In a lot of cases this is going to be new build properties that have a lot of depreciation associated with them. This is because depreciation counts as a on paper loss which you can (in many cases) offset against the income that you’re earning.

Now if you’re in a higher tax bracket earning over that $180,000/year you’re paying almost half of your income in tax. By taking a loss on your property (that’s an on paper loss through depreciation) and getting that back well you could make a profit out of that even if the property never goes up in value and even if the property is negatively geared.

So the property doesn’t actually make a passive income but your making money through tax savings. Money that would have disappeared otherwise. As long as the tax savings are greater than the losses on the property you can in theory end up ahead financially.

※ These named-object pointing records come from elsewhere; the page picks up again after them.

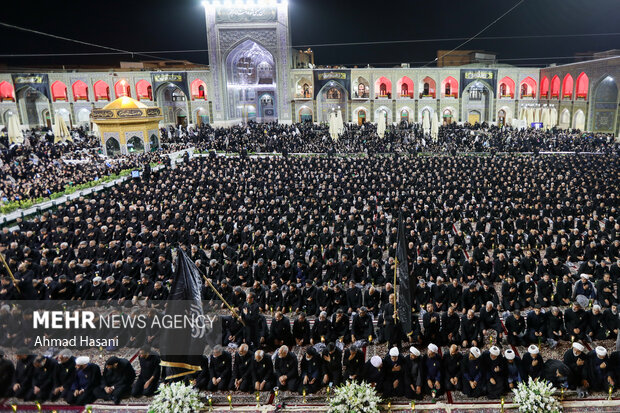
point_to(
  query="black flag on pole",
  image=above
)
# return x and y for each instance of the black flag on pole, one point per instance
(182, 346)
(404, 290)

I’m not going to go into this strategy in details (I can’t advise on that I’m not a taxation advisor). If you want to do anything with tax always go and see your professional tax accountant because you don’t want to be breaking the law you want to be doing the right things. It’s too easy to make money legally so there is no point trying to make money illegally.


So there you have 21 different investment strategies that people use when purchasing property in Australia.

Hopefully you can find the one strategy that you think is most suited to you. If you find a strategy that you like then go out there and continue to learn more about that strategy and become a master in that strategy.

Go and invest and I wish you the best.